After the war Newton went to Wilmington, North Carolina, and met with the retired submarine commander who had the Byoki Maru in his sights. He asked why they did not fire. "The ship you were on wasn't worth wasting a torpedo on," was the reply.

In Japan Newton insisted that the Australian POWs got a proportionate number of good jobs, such as cooks.

In August 1945 Newton's time as a captive of the Japanese came to an end. Signals from Allied Headquarters were dropped by aircraft into the camp ordering Newton to get his men out by train to Wakanoura, near Osaka, about 200 miles away. Gilbert Mant, writing in the Sydney Sun Herald said "'Roaring Reggie' roared up to the stationmaster, the chief of police and other high-ranking Japanese officials at Onada and demanded a train with eight carriages." The Japanese wilted under the verbal barrage from the Australian officer but the stationmaster was adamant that no train would be permitted to leave unless Newton had signed a proper voucher for it. He signed with a flourish, then forgot all about it. Four months later he received an invoice at his Sydney home from the Japanese Railways for an amount totalling 7,250 yen. It called for 6,035 yen for 355 fares and 1,215 yen for the sleeping car that had been used for stretcher cases. Unlike Boonpong, the Thai canteen owner, the Japanese Railways were never recompensed.

In 1945 the 2/19th Battalion was disbanded. Its casualty list was the highest of any Australian Army unit in the Second World War. At war crimes trials Newton testified that 68 men were beaten to death in digging Hellfire Pass.

In August 1946 "The Tiger" faced justice. Warrant Officer Aitaro Hiramatsu along with another camp commander, Lieutenant Kishio Usuki, were charged with ill-treatment of POWs, including beatings, depriving them of food and medicine and forcing the sick to work. The war crimes trial in Singapore found them both guilty and they were sentenced to death by hanging.

==Honours==
Newton's elevation to lieutenant colonel also came through at war's end.

In 1947 Newton was appointed a Member of the Order of the British Empire. The award citation read: "ARMY-Distinguished Service in the SW Pacific. He was brutally ill treated by Japanese guards while endeavoring to ameliorate the bad conditions for those under his command. His efforts on many occasions were directly responsible for saving many lives and casualties." He was also awarded the Efficiency Decoration (ED) marking his twenty plus years of service "as a part-time efficient and thoroughly capable commissioned officer" in the Citizen Military Forces.

==Post-war==
After the war Newton devoted himself to the welfare of ex-POWs and in 1978 he was awarded the Medal of the Order of Australia "for his work and service to the welfare of ex-servicemen."

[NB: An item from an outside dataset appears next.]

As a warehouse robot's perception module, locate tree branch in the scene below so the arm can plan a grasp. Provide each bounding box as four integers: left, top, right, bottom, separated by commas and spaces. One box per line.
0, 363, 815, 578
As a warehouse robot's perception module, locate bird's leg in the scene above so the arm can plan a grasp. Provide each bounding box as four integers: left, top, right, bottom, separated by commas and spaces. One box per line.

In 1976 the 837-page history of Newton's unit was published. It was titled "The Grim Glory of the 2/19th Battalion AIF," and Newton edited submissions from many of his fellow POWs.

Newton died at the War Veterans' Home in Narrabeen, a Sydney suburb, on 31 July 1994. On 6 August, the Sydney Morning Herald described him as "the Protector of Death Railway POWs." It said: "Reg Newton emerged as an outstanding leader in World War Two Japanese POW camps on the infamous Thai-Burma Railway. As a camp commander he was often brutally beaten and ill-treated by guards while protesting against conditions imposed on his men. His efforts were recognised as having saved many lives."

Tom Uren, a former Australian Labor Party cabinet minister and fellow POW said: "He was simply one of the greats of the camps, a marvelous leader." Charles Edwards, a 2/19th survivor, summed up his Battalion's view of Roaring Reggie: "He was the greatest officer that ever pulled boots on."

==Personal life==
Newton married twice – first to Valeda Doreen Maxwell and then to Florence Alice Whiteside.